My uncle's observation reflected an optimism that thrived in the next decade, as Mexico entered an era of liberalizing political change and economic growth. But the drug war — the cartel war — puts that success at risk. And what powers the drug cartels? American demand for illegal narcotics.
El Paso knows how Juarez works and how it suffers, for El Paso bears firsthand witness to the bloody drug gang carnage in its neighbors' streets. In January 2009, the El Paso City Council toyed with the idea of recommending drug legalization as a means of crippling the finances of Mexico's criminal organizations. The City Council requested a national U.S. dialogue on ending the prohibition of narcotics. The council's resolution (which El Paso's mayor vetoed as unrealistic) upset several Texas state representatives.

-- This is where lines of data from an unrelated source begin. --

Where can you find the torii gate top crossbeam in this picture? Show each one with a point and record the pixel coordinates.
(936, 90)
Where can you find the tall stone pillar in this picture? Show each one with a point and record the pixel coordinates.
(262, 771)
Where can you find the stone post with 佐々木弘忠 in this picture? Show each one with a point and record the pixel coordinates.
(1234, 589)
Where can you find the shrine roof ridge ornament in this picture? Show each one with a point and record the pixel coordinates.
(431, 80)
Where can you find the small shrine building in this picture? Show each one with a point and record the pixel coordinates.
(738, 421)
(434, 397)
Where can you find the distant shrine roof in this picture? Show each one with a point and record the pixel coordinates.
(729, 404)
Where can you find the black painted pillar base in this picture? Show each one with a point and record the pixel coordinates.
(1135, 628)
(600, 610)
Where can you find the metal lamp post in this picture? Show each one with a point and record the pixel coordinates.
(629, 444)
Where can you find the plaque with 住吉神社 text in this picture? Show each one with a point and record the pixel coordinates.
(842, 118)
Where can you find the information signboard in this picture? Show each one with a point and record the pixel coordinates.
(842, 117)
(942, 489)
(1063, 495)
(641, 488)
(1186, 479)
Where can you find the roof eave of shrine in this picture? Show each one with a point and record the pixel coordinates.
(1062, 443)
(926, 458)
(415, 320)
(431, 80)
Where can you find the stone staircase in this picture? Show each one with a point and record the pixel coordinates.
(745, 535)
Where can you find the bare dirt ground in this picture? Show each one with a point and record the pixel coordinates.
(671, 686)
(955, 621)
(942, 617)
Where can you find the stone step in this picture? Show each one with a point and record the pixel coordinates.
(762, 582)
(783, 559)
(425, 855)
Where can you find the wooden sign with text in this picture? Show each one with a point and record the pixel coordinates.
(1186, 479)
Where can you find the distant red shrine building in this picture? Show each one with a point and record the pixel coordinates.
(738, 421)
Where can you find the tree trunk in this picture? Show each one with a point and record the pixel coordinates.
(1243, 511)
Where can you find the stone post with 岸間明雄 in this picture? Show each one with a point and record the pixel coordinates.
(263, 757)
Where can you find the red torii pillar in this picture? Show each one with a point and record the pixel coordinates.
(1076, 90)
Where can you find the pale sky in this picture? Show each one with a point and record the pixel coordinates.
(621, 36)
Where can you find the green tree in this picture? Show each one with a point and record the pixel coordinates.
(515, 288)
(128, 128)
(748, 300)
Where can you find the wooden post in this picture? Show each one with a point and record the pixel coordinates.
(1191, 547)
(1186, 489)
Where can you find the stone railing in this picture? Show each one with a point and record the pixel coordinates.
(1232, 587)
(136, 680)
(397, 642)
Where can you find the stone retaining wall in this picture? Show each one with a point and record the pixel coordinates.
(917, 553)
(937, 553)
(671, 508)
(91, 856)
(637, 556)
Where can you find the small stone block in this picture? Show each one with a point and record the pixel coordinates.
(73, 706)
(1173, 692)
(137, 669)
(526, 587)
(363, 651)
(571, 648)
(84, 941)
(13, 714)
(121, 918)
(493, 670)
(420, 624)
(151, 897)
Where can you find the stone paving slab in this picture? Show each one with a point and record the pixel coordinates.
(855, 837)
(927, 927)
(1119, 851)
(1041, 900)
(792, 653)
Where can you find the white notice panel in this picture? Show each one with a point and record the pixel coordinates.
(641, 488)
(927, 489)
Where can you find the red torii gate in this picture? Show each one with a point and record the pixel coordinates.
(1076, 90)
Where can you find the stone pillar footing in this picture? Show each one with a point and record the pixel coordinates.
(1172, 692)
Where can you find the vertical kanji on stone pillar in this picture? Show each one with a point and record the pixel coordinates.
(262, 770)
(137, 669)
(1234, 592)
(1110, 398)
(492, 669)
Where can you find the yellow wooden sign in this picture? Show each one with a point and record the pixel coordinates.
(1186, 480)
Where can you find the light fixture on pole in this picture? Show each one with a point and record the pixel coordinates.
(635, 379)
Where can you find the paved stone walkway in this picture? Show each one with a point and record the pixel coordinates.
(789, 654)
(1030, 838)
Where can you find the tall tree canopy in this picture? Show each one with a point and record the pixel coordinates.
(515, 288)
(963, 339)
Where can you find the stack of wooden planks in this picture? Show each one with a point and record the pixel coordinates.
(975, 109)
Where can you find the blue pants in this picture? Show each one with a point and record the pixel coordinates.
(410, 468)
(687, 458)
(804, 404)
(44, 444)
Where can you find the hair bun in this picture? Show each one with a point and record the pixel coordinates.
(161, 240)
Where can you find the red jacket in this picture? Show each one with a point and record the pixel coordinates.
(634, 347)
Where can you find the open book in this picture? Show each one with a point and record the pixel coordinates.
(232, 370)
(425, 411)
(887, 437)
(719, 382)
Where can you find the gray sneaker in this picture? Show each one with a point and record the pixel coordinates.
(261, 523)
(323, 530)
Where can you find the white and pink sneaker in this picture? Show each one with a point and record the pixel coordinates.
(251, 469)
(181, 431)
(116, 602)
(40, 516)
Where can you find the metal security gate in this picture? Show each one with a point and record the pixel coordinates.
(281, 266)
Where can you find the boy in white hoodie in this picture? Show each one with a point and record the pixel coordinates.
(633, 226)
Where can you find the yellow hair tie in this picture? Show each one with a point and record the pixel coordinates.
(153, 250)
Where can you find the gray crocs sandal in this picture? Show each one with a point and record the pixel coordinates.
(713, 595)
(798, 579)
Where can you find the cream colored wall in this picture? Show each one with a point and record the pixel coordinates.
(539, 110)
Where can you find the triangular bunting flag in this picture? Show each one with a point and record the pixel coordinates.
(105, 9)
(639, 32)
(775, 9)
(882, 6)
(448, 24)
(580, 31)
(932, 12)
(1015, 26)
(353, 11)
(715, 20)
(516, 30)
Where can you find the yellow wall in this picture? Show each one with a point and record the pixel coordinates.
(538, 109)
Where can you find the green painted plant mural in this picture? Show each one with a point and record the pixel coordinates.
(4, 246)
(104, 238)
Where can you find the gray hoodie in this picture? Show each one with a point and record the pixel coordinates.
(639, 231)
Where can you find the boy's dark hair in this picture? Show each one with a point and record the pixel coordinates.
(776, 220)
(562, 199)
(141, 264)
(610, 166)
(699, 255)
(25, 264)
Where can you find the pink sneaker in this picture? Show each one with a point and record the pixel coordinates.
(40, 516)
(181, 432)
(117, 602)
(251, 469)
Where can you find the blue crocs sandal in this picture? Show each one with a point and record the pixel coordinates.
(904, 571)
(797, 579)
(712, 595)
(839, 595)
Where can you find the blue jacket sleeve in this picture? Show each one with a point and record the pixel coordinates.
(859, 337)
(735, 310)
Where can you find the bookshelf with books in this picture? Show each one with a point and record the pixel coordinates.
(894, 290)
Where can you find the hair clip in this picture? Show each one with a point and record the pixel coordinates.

The state representatives argued the resolution indicated El Paso had surrendered in the fight against illegal narcotics.
Perhaps opinions have changed; I know mine has. Thirty years ago, I was against narcotics legalization. Now, reluctantly, I support a policy I call "legalization with stigmatization": If you work in a transport job — a pilot or bus driver, for example — you must submit to random drug use tests, like the U.S. military does.
Drug trafficking empowers terrorists and criminals. For the good of the U.S., as well as Mexico, we must open the dialogue on drug legalization.